After all, a similar argument could be made to argue that species also don't exist. For example, most of us believe that monkeys are, as a species, closer to humans than to dogs. But monkeys and dogs have tails, humans do not. So, are we to assume that the whole category of specie-groups of primates and canines is bunk? If monkeys are closer as a species to humans, how can they have tails like dogs?
And chimps seem to have fur than human-like hair. Chimps are very close to humans but possess fur akin that those of non-primates. So, are we to toss out the entire concept of species and groups of species(such as primates, rodents, canines, etc)since some members of one species group seem to share more in common with members of other species groups than with others within the same group?

This is like throwing the baby out with the bathwater. Because Mongols share a very trivial trait with Austraolids than with other East Asians, we are to toss out the entire category of race even though Mongols have much more in common with Chinese than with Australoids? Ridiculous.

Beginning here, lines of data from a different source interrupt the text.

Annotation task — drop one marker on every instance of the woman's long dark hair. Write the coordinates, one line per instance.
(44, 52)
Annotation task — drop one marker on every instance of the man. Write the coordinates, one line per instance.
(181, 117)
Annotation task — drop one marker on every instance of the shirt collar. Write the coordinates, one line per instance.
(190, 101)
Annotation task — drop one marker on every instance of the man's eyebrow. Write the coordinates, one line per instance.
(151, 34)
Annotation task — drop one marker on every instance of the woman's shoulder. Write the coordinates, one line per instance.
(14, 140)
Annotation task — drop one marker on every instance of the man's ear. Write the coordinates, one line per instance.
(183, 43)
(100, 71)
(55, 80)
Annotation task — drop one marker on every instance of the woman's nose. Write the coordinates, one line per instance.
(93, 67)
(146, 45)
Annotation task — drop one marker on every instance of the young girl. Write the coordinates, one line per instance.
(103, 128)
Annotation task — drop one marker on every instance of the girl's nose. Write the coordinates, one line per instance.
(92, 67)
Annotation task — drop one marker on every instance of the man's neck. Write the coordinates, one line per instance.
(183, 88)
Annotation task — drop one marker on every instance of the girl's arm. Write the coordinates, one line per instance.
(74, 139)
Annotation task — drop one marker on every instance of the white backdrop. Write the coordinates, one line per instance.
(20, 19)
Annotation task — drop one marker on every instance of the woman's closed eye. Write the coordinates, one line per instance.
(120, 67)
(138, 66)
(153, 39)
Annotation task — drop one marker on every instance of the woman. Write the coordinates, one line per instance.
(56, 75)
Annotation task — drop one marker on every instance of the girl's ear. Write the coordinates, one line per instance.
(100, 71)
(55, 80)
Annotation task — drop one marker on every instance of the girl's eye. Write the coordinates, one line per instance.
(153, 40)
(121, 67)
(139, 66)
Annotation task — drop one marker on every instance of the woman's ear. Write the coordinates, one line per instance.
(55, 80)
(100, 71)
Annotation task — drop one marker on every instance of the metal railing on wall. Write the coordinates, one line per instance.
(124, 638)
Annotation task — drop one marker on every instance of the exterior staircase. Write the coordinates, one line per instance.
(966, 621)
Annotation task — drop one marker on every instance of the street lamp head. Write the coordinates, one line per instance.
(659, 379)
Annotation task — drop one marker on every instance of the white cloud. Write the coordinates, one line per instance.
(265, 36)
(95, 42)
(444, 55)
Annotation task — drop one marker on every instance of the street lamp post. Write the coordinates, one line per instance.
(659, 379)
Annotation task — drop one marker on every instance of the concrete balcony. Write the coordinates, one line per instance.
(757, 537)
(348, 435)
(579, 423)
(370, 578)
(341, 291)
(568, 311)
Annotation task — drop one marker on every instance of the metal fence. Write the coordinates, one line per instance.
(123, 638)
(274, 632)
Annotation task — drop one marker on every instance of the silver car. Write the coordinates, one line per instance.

(Not sure on this, but could it be possible that cats' eyes are closer to those hawk's eyes than to eyes of certain mammals such as mice or whales? If so, how can a mammal have a feature more in common with a bird than with other mammals. I suppose it means the whole concept of mammals and birds is also false.)

Anonymous said...

Excuse my ignorance but isn't the DNA like a piano keyboard while RNA is like instructions for playing the notes? So, the idea that 'race doesn't exist' cuz everyone is 99.99% the same in their DNA seems to ignore the power of the RNA. After all, suppose there are two nearly identitical pianos. But one is played by RNA that is jazzy and another is played RNA that is classical. They will play different music.

Also, since men and women are 99.99% the same in their DNA, I guess sexual differences are a myth too(also because some men have 'tits' while some women are flatter than most men). And since the DNA of adults and children are the same, there are no adults and children either.

PS. Is it true that shrews have virtually no eyes? Yet they are mammals. As mammals, they are closer to cats than to birds, but cats and birds have eyes. There's proof that species is a myth just like race.